Preconceito Linguístico
Enviada em 31/10/2018
O “uai” do mineiro, o “tchê” do gaúcho, o “chiado” do carioca, são somente alguns exemplos de como a língua portuguesa possui diversificações e peculiaridades. Tais diferenças deveriam ser apreciadas no Brasil, entretanto, não é o que ocorre na realidade. O preconceito linguístico está sim presente hodiernamente e para que se resolva, tal problemática precisa ser discutida.
Convém ressaltar, a princípio, que a forma com que a língua portuguesa é ensinada nas escolas é fator determinante para a permanência do problema, tendo em vista que as variações linguísticas do país infelizmente não são amplamente discutidas. Segundo Heráclito de Éfeso “Nada é permanente, salvo a mudança”, e a constante mudança na língua portuguesa, causada pelos próprios falantes, não foi acompanhada pelas escolas. Logo, a falta de debates sobre as diferentes vertentes da língua falada no Brasil pode gerar preconceito linguístico.
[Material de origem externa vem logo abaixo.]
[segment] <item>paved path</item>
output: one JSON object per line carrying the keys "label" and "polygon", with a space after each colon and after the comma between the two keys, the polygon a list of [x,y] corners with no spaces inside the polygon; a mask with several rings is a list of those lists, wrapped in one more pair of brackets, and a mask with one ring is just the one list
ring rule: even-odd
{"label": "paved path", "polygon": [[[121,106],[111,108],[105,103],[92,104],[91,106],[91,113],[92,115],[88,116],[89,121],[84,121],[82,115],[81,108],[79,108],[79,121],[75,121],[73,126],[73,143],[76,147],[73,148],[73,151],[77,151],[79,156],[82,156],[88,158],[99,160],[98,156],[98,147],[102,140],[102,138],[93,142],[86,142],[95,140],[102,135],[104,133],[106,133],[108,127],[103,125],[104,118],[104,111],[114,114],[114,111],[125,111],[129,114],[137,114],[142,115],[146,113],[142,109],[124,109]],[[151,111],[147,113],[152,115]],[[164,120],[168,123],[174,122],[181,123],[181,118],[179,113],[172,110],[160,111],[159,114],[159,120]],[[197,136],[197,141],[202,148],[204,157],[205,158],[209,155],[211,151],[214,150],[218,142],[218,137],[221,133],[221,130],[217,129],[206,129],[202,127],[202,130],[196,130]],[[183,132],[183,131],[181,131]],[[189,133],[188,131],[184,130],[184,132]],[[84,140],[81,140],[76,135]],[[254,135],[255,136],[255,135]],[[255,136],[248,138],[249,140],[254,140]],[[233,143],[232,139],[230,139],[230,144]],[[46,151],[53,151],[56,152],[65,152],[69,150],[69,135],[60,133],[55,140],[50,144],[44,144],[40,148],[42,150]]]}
De mesmo modo, destaca-se, que o fato de existir uma língua padrão a ser seguida faz com que as demais sejam menos apreciadas, podendo gerar preconceito linguístico. A mídia televisiva rotineiramente mostra através de personagens de novelas, por exemplo, que a língua está intimamente ligada ao local onde a pessoa vive e sua condição social, denota ainda que a norma padrão só é utilizada por pessoas de classes sociais mais altas. Tais exemplificações, indubitavelmente, corroboram para a existência do preconceito linguístico.
Diante dos fatos supracitados, faz-se necessário que ações sejam tomadas. Sendo assim, o Ministério da Educação, órgão que objetiva a melhora na qualidade da educação no país, deve reformular todo material didático de língua portuguesa do ensino fundamental, incluindo nele um módulo que discuta amplamente durante o ano letivo, a variação linguística, mostrando sua importância para a cultura do país e as consequências do preconceito linguístico. Tudo isso por meio de um projeto de lei a ser votado e aprovado, para que as crianças de hoje não sejam os preconceituosos do futuro, pois segundo Aristóteles “A educação tem raízes amargas, mas os seus frutos são doces”.